In general, the temperature of the freezing evaporator 1 is about -30 ° C. and the temperature of the refrigerating evaporator 3 is about -30 ° C. It is controlled to about -10 ° C. In addition, since the condenser 8 is air-cooled in the atmosphere, the refrigerant condenses at an outside air temperature of about +10 to 20 ° C.

During normal operation, the liquid refrigerant condensed in the condenser 8 is distributed to the refrigeration expansion mechanism 9 and the refrigeration expansion mechanism 10 and supplied to the refrigeration evaporator 1 and the refrigeration evaporator 3, respectively. . At this time, the liquid refrigerant sent to the refrigeration expansion mechanism 9 is directly supplied from the switching valve 12 to the refrigeration expansion mechanism 9 without passing through the heat transfer mechanism 11.

When the load on the freezer compartment suddenly increases, the number of heat exchanges between the refrigerating compartment and the refrigerating evaporator 3 is reduced by lowering the rotation speed of the refrigerating fan 4 and the evaporating temperature of the refrigerating evaporator 3 is reduced.

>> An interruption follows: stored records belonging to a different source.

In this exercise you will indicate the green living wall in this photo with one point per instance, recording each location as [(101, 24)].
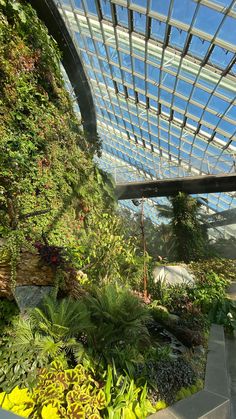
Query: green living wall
[(51, 192)]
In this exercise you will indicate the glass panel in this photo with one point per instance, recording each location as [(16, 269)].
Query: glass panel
[(177, 37), (208, 20), (218, 104), (78, 3), (139, 22), (153, 73), (198, 47), (122, 15), (201, 96), (228, 30), (106, 9), (183, 10), (139, 66), (90, 6), (139, 83), (160, 6), (168, 80), (142, 3), (184, 88), (158, 29), (113, 54), (220, 56), (125, 60)]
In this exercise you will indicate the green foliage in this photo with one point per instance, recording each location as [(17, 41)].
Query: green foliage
[(224, 268), (190, 236), (124, 398), (159, 239), (34, 342), (107, 255), (8, 311), (211, 289), (223, 312), (50, 186), (188, 391), (119, 319), (61, 319)]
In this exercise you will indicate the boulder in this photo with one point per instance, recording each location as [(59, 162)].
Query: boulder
[(173, 275), (30, 296), (30, 271)]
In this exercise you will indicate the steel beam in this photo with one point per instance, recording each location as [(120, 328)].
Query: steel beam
[(48, 12), (170, 187)]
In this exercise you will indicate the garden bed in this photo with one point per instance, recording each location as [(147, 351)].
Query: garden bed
[(213, 401)]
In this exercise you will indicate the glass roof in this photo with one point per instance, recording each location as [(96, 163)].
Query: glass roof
[(163, 79)]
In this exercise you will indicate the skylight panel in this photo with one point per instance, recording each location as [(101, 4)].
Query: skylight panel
[(207, 20), (183, 10), (228, 31)]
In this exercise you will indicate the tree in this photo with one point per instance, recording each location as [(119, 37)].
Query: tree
[(189, 234)]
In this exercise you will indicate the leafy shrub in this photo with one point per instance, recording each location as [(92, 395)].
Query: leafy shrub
[(188, 391), (224, 268), (119, 318), (124, 398), (35, 341), (61, 319), (208, 290), (168, 377), (66, 393), (224, 312)]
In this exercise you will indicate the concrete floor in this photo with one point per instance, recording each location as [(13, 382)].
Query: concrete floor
[(230, 342)]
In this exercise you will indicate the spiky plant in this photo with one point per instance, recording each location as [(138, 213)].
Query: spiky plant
[(119, 318), (61, 319)]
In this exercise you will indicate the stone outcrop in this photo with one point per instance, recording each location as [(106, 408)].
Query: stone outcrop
[(30, 271)]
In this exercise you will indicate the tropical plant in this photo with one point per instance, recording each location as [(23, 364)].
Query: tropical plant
[(60, 393), (190, 236), (8, 311), (61, 319), (35, 341), (124, 399), (119, 319)]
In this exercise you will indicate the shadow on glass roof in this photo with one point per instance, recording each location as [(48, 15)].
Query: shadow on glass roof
[(163, 79)]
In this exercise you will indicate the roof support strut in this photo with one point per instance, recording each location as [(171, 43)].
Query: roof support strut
[(170, 187), (49, 14)]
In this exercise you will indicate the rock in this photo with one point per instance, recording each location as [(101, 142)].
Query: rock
[(199, 350), (173, 275), (30, 271), (29, 296)]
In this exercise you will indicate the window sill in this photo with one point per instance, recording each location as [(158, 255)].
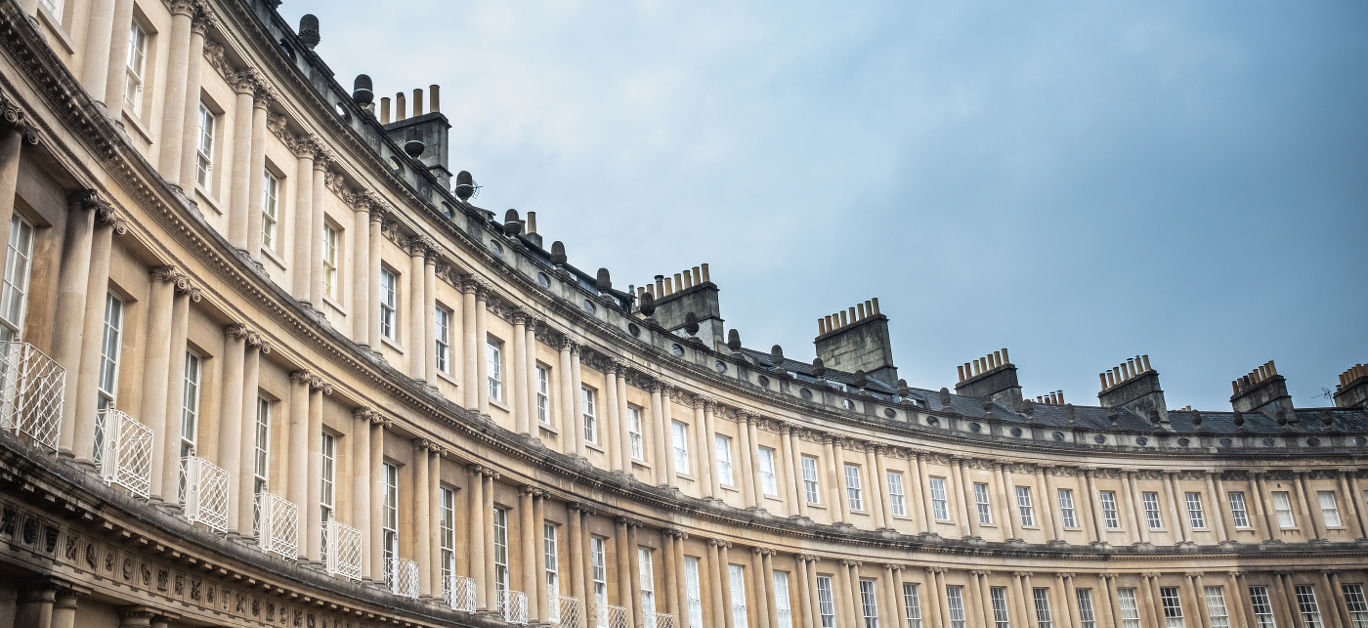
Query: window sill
[(394, 345), (136, 123), (208, 200)]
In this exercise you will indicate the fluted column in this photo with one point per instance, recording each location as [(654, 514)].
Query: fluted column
[(664, 463), (422, 512), (156, 374), (96, 289), (520, 391), (315, 476), (313, 266), (177, 89), (480, 348), (417, 331), (256, 173), (240, 173), (190, 116), (376, 517)]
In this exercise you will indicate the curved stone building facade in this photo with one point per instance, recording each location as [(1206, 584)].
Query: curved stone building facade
[(266, 364)]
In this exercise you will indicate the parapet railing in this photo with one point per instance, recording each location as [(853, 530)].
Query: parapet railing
[(277, 526), (32, 386), (342, 552), (123, 452), (204, 493)]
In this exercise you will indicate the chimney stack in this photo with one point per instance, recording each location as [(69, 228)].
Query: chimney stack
[(1352, 390), (431, 129), (1134, 386), (1263, 390), (992, 376), (857, 339)]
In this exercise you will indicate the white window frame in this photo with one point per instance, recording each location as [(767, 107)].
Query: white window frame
[(1066, 508), (854, 494), (389, 304), (724, 459), (1282, 505), (1023, 506), (765, 456), (679, 437), (940, 498), (270, 211), (1111, 519), (494, 367), (587, 401), (1329, 509), (896, 497), (636, 443), (984, 504), (811, 487), (1238, 509)]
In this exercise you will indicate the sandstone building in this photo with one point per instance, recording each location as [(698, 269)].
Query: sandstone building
[(266, 364)]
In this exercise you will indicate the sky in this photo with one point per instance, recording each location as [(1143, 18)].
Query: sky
[(1077, 182)]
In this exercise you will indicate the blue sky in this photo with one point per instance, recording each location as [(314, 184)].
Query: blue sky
[(1078, 182)]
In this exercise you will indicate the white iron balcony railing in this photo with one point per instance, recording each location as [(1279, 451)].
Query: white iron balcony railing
[(205, 497), (614, 617), (32, 385), (342, 552), (458, 593), (277, 526), (125, 452), (513, 606), (404, 578)]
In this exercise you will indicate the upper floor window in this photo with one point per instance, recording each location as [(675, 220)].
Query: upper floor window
[(766, 471), (442, 338), (270, 211), (494, 352), (136, 67), (590, 416), (810, 489), (204, 147), (330, 262), (389, 303), (854, 495), (724, 459), (634, 433), (14, 293)]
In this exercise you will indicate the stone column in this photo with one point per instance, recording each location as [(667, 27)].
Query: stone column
[(256, 171), (245, 453), (417, 333), (833, 480), (97, 286), (483, 586), (322, 159), (575, 513), (175, 89), (521, 411), (791, 479), (479, 346), (156, 376), (315, 475), (241, 174), (95, 59), (528, 547), (190, 118), (664, 464), (422, 516)]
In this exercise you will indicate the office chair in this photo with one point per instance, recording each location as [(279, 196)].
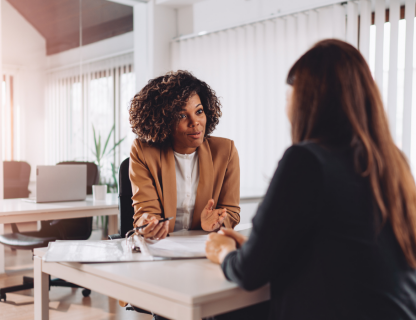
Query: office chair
[(125, 204), (65, 229), (16, 176)]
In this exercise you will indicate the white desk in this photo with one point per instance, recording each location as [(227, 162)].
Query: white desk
[(17, 210), (180, 289)]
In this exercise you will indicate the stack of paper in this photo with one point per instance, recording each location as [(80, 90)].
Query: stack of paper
[(179, 245)]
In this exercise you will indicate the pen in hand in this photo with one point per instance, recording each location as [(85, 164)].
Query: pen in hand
[(145, 225)]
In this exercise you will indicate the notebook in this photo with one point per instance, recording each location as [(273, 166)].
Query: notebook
[(60, 183)]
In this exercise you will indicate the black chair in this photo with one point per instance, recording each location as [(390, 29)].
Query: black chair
[(16, 175), (125, 204), (66, 229)]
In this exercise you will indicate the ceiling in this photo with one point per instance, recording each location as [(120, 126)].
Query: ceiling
[(60, 21)]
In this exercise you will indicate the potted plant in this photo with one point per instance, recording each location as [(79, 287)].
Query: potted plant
[(100, 153)]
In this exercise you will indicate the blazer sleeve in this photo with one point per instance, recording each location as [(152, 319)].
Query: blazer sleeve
[(283, 224), (229, 197), (143, 185)]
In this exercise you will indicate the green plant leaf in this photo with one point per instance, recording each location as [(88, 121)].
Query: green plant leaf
[(108, 139), (115, 146)]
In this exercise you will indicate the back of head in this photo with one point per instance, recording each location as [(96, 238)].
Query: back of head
[(336, 102)]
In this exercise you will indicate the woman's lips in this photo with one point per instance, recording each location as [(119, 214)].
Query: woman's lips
[(196, 135)]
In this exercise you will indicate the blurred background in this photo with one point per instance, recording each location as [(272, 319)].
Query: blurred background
[(71, 67)]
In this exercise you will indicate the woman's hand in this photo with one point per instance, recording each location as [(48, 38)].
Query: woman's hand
[(218, 246), (212, 219), (154, 230), (239, 238)]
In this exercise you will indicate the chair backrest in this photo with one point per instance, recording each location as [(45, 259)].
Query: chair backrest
[(93, 173), (16, 179), (124, 198), (79, 228)]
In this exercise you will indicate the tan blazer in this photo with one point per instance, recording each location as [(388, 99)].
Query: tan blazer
[(153, 180)]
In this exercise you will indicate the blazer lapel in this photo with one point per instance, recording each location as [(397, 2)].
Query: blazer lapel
[(169, 185), (206, 183)]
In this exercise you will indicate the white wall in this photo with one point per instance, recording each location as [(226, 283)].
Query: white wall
[(107, 47), (217, 14), (24, 55), (185, 20)]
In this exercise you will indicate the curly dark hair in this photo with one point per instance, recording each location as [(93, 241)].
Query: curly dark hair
[(155, 109)]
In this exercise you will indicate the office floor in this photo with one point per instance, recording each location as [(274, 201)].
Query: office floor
[(65, 303)]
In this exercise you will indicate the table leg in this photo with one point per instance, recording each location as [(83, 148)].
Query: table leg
[(113, 224), (41, 290), (2, 257)]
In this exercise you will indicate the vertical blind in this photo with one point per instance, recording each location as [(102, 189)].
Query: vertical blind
[(9, 117), (247, 66), (94, 94)]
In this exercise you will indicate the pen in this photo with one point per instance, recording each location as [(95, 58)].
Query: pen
[(145, 225)]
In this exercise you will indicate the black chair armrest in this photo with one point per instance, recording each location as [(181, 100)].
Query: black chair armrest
[(114, 236)]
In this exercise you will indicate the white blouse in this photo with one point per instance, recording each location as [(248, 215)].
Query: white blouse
[(187, 179)]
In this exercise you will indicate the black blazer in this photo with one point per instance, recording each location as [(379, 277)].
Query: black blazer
[(315, 240)]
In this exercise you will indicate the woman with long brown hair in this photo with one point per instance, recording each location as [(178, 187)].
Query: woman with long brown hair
[(336, 233)]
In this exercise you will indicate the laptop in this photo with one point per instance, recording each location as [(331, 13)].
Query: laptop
[(60, 183)]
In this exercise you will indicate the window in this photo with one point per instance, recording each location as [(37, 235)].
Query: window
[(98, 98)]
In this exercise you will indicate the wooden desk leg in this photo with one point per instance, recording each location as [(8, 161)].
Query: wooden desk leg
[(2, 257), (113, 224), (41, 290)]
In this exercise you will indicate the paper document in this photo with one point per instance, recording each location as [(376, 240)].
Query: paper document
[(174, 246), (189, 244)]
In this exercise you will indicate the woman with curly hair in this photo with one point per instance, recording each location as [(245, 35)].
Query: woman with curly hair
[(176, 168)]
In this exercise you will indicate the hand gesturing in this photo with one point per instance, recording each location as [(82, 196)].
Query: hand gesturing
[(211, 219)]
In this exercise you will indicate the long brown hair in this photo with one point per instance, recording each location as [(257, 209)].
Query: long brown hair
[(336, 101)]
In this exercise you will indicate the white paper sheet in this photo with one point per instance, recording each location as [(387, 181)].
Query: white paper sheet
[(189, 244), (92, 251), (175, 246)]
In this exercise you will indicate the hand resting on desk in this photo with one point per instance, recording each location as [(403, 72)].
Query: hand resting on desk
[(222, 243), (212, 219), (154, 230)]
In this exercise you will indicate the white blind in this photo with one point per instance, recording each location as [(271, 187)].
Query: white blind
[(78, 98), (247, 67)]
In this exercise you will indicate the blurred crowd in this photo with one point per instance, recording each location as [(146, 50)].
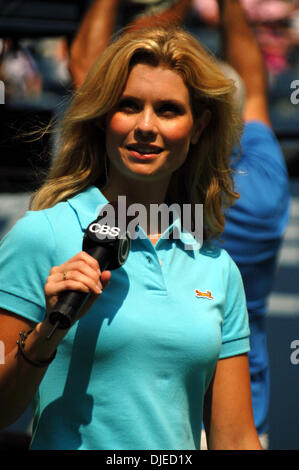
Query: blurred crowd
[(35, 70)]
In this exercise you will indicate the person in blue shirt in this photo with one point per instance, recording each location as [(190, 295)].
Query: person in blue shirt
[(162, 342), (255, 224)]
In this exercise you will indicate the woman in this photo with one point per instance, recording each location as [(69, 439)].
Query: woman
[(164, 346)]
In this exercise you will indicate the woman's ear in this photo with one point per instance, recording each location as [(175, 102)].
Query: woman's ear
[(200, 124)]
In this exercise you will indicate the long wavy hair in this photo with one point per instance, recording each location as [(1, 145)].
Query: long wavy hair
[(206, 175)]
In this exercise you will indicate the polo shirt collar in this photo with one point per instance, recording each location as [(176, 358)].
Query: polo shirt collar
[(88, 204)]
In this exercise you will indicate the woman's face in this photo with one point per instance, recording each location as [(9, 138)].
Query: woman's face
[(149, 132)]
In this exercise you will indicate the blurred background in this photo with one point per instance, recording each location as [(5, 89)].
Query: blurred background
[(35, 86)]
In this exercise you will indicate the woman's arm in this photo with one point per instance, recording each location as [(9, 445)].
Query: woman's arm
[(19, 380), (228, 415)]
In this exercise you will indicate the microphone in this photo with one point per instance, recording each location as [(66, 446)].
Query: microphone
[(109, 243)]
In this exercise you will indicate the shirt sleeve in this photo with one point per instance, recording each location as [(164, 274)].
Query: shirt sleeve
[(235, 327), (27, 253)]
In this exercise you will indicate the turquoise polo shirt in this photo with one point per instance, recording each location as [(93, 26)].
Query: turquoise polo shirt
[(132, 373)]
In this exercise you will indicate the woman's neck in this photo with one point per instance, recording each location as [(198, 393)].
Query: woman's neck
[(145, 194)]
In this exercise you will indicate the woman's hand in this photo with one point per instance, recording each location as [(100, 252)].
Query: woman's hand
[(82, 273)]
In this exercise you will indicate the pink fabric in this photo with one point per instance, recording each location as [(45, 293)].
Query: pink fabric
[(256, 10)]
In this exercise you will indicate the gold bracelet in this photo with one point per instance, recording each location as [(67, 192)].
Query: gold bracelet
[(21, 350)]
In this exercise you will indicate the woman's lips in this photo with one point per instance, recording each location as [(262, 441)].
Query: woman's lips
[(144, 152)]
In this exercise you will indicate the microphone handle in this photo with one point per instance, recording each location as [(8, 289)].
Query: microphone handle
[(70, 302)]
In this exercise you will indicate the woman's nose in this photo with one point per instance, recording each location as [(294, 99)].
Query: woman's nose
[(146, 126)]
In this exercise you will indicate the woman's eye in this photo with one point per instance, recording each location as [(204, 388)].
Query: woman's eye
[(128, 106), (169, 110)]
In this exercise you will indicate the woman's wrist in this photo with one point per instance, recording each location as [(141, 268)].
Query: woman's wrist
[(37, 348)]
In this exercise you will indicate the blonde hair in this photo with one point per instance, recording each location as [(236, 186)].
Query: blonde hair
[(205, 177)]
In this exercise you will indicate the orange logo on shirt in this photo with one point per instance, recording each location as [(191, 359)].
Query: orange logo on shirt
[(207, 294)]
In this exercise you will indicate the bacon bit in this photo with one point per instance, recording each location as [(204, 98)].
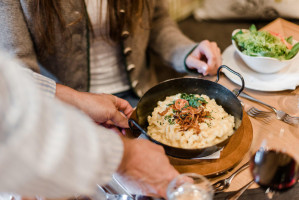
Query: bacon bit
[(188, 117), (181, 103), (165, 111)]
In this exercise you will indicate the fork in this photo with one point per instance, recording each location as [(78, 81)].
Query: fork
[(223, 184), (281, 115), (235, 195), (254, 112)]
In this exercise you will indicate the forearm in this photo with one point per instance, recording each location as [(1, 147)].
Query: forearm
[(68, 95), (48, 148), (167, 40)]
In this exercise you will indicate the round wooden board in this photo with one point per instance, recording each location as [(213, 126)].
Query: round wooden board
[(238, 145)]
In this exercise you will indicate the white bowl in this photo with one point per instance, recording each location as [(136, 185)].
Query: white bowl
[(261, 64)]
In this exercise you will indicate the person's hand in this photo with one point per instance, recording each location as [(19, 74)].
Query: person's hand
[(102, 108), (145, 169), (205, 58)]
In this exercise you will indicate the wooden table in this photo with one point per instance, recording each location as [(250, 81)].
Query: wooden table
[(260, 128), (276, 99)]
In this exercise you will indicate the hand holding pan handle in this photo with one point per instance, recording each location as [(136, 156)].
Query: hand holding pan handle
[(133, 124), (234, 72)]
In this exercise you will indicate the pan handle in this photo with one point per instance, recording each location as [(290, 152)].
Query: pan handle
[(133, 123), (234, 72)]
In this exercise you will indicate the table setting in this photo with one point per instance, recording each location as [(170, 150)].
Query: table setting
[(270, 109)]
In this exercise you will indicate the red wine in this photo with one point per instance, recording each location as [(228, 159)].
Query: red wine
[(274, 169)]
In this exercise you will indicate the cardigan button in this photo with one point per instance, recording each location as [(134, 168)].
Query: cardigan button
[(127, 51), (135, 83), (125, 34), (139, 93), (130, 67)]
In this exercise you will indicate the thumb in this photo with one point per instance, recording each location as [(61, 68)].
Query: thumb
[(120, 120), (194, 63)]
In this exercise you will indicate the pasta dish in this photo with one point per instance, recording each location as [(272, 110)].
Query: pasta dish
[(190, 121)]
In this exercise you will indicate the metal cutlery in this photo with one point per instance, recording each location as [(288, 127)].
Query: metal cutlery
[(223, 184), (109, 196), (254, 112), (281, 115), (235, 195)]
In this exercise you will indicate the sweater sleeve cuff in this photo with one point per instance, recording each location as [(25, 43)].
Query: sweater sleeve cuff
[(45, 84), (180, 57), (113, 157)]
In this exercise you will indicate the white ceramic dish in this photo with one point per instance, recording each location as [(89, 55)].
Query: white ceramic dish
[(286, 79), (261, 64)]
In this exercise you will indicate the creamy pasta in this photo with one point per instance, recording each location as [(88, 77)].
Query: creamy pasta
[(190, 121)]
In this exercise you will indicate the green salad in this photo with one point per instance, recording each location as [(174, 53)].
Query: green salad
[(266, 44)]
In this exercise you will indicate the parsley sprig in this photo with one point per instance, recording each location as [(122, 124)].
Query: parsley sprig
[(193, 101)]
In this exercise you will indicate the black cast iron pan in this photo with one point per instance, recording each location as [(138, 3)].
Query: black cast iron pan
[(224, 97)]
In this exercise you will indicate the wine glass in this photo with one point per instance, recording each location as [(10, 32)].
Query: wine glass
[(273, 165), (190, 186)]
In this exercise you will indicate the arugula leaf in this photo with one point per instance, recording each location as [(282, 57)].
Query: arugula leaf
[(293, 51), (290, 40), (252, 28)]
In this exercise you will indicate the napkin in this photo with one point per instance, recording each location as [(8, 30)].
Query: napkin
[(215, 155)]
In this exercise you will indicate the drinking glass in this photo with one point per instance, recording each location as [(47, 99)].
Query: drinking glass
[(190, 186), (273, 165)]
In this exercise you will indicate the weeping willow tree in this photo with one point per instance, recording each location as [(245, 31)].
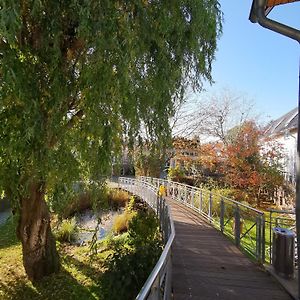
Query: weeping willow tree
[(74, 75)]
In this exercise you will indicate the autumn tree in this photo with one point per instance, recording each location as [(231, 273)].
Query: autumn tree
[(72, 75), (214, 115), (251, 165)]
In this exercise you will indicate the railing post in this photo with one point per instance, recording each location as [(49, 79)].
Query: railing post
[(237, 222), (222, 213), (258, 238), (210, 205), (263, 244), (201, 202)]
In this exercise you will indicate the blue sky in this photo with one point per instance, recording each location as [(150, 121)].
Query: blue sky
[(256, 62)]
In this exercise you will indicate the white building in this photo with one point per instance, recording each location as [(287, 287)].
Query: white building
[(284, 131)]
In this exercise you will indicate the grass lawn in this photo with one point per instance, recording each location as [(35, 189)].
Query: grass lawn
[(79, 278)]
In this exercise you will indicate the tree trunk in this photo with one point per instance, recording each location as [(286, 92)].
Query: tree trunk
[(40, 257)]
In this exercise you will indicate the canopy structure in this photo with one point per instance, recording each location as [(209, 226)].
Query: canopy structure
[(271, 3), (259, 11), (258, 14)]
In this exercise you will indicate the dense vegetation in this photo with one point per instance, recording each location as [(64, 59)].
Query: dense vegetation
[(246, 168), (113, 268), (77, 79)]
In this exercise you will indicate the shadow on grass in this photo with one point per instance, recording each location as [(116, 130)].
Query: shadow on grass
[(55, 287), (8, 235)]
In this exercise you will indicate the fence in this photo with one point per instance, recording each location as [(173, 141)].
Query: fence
[(243, 224), (248, 227), (158, 284)]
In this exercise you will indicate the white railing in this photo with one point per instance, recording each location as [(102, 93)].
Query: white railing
[(158, 285), (245, 225)]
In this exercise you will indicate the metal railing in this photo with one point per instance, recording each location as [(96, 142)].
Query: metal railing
[(158, 284), (245, 225)]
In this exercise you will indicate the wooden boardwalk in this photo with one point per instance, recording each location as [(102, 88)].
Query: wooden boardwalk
[(207, 266)]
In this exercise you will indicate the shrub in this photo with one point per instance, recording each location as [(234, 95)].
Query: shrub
[(67, 231), (118, 198), (128, 267), (121, 222)]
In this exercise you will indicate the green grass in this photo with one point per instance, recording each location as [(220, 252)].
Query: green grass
[(117, 271), (79, 278)]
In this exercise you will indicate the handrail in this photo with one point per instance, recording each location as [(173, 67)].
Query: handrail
[(242, 223), (158, 284)]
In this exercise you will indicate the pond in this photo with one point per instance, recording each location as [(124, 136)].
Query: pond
[(87, 222)]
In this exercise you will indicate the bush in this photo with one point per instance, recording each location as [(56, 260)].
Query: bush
[(67, 231), (121, 222), (131, 262), (118, 198)]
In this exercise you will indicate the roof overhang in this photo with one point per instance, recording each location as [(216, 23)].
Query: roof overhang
[(259, 12)]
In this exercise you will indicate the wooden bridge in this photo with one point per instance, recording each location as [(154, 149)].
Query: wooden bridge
[(198, 261), (207, 266)]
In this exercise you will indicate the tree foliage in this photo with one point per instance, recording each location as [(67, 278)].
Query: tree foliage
[(75, 73)]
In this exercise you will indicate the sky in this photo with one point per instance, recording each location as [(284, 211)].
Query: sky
[(258, 63)]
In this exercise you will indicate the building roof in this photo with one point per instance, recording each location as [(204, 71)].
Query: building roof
[(285, 123)]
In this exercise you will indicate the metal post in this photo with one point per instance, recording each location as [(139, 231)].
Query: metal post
[(258, 238), (210, 205), (270, 238), (263, 246), (201, 201), (222, 213), (237, 225), (298, 189)]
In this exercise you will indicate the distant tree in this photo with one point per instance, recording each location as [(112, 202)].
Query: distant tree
[(72, 74), (214, 116), (249, 166)]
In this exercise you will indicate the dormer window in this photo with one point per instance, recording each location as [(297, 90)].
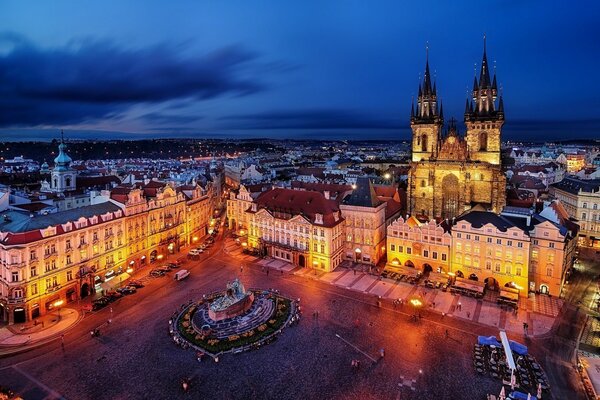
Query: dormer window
[(318, 218)]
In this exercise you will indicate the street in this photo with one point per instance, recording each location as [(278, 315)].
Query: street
[(134, 357)]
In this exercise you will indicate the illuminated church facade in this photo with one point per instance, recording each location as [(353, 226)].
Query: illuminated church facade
[(450, 173)]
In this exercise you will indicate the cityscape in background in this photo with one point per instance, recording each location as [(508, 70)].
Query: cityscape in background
[(212, 220)]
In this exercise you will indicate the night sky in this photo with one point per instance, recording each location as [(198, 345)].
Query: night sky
[(309, 69)]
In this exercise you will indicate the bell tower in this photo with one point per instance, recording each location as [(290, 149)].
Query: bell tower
[(63, 176), (483, 119), (426, 120)]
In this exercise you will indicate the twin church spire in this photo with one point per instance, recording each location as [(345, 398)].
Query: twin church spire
[(481, 105)]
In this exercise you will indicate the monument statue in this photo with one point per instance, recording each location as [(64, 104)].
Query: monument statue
[(235, 302)]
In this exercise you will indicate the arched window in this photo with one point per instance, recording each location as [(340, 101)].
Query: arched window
[(483, 141)]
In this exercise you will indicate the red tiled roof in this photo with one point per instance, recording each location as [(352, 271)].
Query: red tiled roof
[(298, 202)]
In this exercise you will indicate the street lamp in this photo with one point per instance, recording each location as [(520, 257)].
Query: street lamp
[(57, 304)]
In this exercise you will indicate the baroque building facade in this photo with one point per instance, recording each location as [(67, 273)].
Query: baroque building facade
[(450, 173)]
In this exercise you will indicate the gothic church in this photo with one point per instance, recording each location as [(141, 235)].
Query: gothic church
[(451, 173)]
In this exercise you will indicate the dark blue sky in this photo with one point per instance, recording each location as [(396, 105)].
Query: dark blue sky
[(344, 69)]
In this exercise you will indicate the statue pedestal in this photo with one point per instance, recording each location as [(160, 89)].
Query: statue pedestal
[(235, 309)]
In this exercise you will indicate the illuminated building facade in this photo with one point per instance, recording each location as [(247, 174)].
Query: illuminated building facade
[(364, 214), (300, 227), (421, 245), (581, 200), (61, 257), (450, 173)]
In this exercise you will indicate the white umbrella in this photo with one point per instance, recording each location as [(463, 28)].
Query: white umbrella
[(513, 380)]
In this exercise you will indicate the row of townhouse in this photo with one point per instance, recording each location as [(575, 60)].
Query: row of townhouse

Is lowered from -10 ° C. to about −15 ° C., and the switching valve 12 is operated so that the liquid refrigerant condensed in the condenser 8 is sent to the refrigeration expansion mechanism 9 via the heat transfer mechanism 11. At this time, the liquid refrigerant sent to the refrigeration expansion mechanism 9 is supercooled from a temperature close to the condenser 8 to a temperature close to the refrigeration evaporator 3. As a result, the amount of refrigerant supplied to the refrigeration evaporator 3 is reduced, the refrigeration capacity of the refrigeration evaporator 3 is reduced by the heat load of the heat transfer mechanism 11, and at the same time, the refrigeration capacity of the refrigeration evaporator 1 is reduced. The refrigerating capacity of the freezing room with respect to the refrigerating room is improved. Thereafter, the operating rate or the number of revolutions of the compressor 5 is increased to adjust the refrigerant circulation amount in accordance with the load of the freezing room, thereby making it possible to cope with a change in the load variation of the freezing room with respect to the refrigerator room.

In this embodiment, the liquid refrigerant sent to the refrigeration expansion mechanism 9 is supercooled from the temperature near the condenser 8 to the temperature near the refrigeration evaporator 3 by using the heat transfer mechanism 11. Similar characteristics can be expected even if the subcooling amount is adjusted according to the heat load of the room.

(Embodiment 2) The cycle configuration and operation of a refrigeration apparatus according to Embodiment 2 will be described with reference to FIG. FIG.
, 1 is a freezing evaporator, 2 is a freezing room (not shown)
A refrigeration fan for promoting heat exchange between the air inside and the refrigeration evaporator 1, a refrigeration evaporator 3, and a refrigeration evaporator 3 for heat exchange between the air in the refrigeration room (not shown) and the refrigeration evaporator 3. Refrigeration fan, 5 is a compressor, 6 is a low-stage compression element of the compressor 5, 7
Is a high-stage compression element of the compressor 5, 8 condensers, 9 is a refrigeration expansion mechanism, 10 is a refrigeration expansion mechanism, and 11 is a liquid refrigerant supplied to the refrigeration expansion mechanism 9 and heats the refrigeration evaporator 3. A heat transfer mechanism for exchange, 13 is a gas-liquid separator for separating the refrigerant at the outlet of the refrigeration evaporator 3 into gas and liquid, and supplying the gas phase to the high-stage compression element 5 and the liquid phase to the refrigeration evaporator 1; This is a second refrigeration expansion valve for reducing the pressure of the liquid refrigerant separated by the gas-liquid separator 13 and supplying it to the refrigeration evaporator 1.

Generally, the temperature of the freezer evaporator 1 is about -30 ° C., and the temperature of the refrigerating evaporator 3 is about -30 ° C. It is controlled to about -10 ° C. In addition, since the condenser 8 is air-cooled in the atmosphere, the refrigerant condenses at an outside air temperature of about +10 to 20 ° C.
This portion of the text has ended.